La colère s’est propagée vendredi à Minna, capitale de l’État du Niger, au lendemain de la mort de 37 mineurs d’or présumés clandestins détenus par un groupe paramilitaire de défense civile.
Nigeria : après la mort de 37 mineurs, leurs proches réclament des réponses
Des manifestants ont bloqué une artère principale et attaqué un dépôt de transport, une banque, des locaux de partis politiques et plusieurs entreprises privées. La police a fait usage d’armes à feu pour disperser la foule, sans qu’il soit immédiatement possible de déterminer s’il s’agissait de balles réelles ou de projectiles antiémeute. Un couvre-feu nocturne a été instauré.
La situation s’est aggravée avec les témoignages de survivants, qui mettent en cause les conditions de détention. Dauda Shehu, hospitalisé à Minna, a affirmé que les détenus étaient « entassés » dans une cellule dépourvue de ventilation. Selon lui, plusieurs prisonniers ont commencé à manquer d’air et ont frappé aux portes pour réclamer de l’aide, sans obtenir de réponse. Un autre survivant a déclaré avoir échappé à la mort parce qu’il se trouvait près de l’entrée de la cellule.
Un troisième rescapé a relaté au gouverneur de l’État, Mohammed Umaru Bago, que les détenus avaient reçu l’ordre de rester debout afin de tenir dans une cellule surpeuplée. Il affirme qu’après la fermeture de la porte, une substance assimilée à un parfum aurait été vaporisée. Certains détenus se seraient alors effondrés, tandis que d’autres se plaignaient de la soif, de douleurs à la gorge et aux yeux, de toux et d’éternuements.

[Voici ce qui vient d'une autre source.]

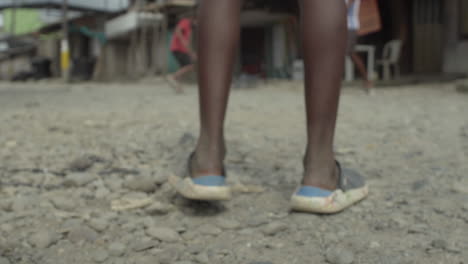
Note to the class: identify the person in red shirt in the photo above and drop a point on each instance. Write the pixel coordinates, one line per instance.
(326, 187)
(181, 48)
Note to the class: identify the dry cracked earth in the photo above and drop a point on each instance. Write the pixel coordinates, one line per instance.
(84, 168)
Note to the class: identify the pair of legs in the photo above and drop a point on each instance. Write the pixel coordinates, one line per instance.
(324, 35)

Un rapport des services de renseignement consulté par l’AFP attribue provisoirement les décès à la surpopulation et à une mauvaise ventilation du centre de détention. Cette version contraste avec l’explication initialement avancée par la défense civile, qui avait évoqué une maladie.
Le président Bola Tinubu a suspendu un commandant de la défense civile et ordonné une enquête « approfondie », « urgente », « complète et transparente ». Il a rappelé que le statut de personnes soupçonnées d’exploitation minière illégale ne saurait, selon lui, les priver de leur droit à la vie, à la dignité et à un traitement humain.
La contestation a également fait des victimes. Allamin Adamu, 24 ans, qui revenait d’une prière funéraire consacrée à des mineurs décédés, affirme avoir été touché par un tir près du marché de Tunga. Il raconte être tombé dans un caniveau avant de parvenir à rejoindre des passants qui l’ont conduit à l’hôpital. Husseina Abubakar, une proche d'un blessé, a appelé les autorités à enquêter sur les affrontements et à rétablir le dialogue entre la jeunesse et les forces de sécurité.
Ce drame intervient dans un État riche en ressources minérales, où des milliers de mineurs artisanaux sont attirés par les gisements d’or. L’exploitation clandestine pourrait être liée à l’activité de groupes criminels armés, qui imposent des prélèvements aux mineurs. Ces dernières semaines, l’État du Niger a par ailleurs été confronté à une multiplication des enlèvements attribués notamment à des groupes criminels et aux jihadistes de Lakurawa.
Pour les familles des victimes, la question des circonstances exactes des décès demeure. Mallam Abdullahi, qui a perdu son fils Salim, parti travailler dans les mines trois jours avant sa mort, réclame que les autorités établissent les causes du drame et que les responsabilités soient déterminées.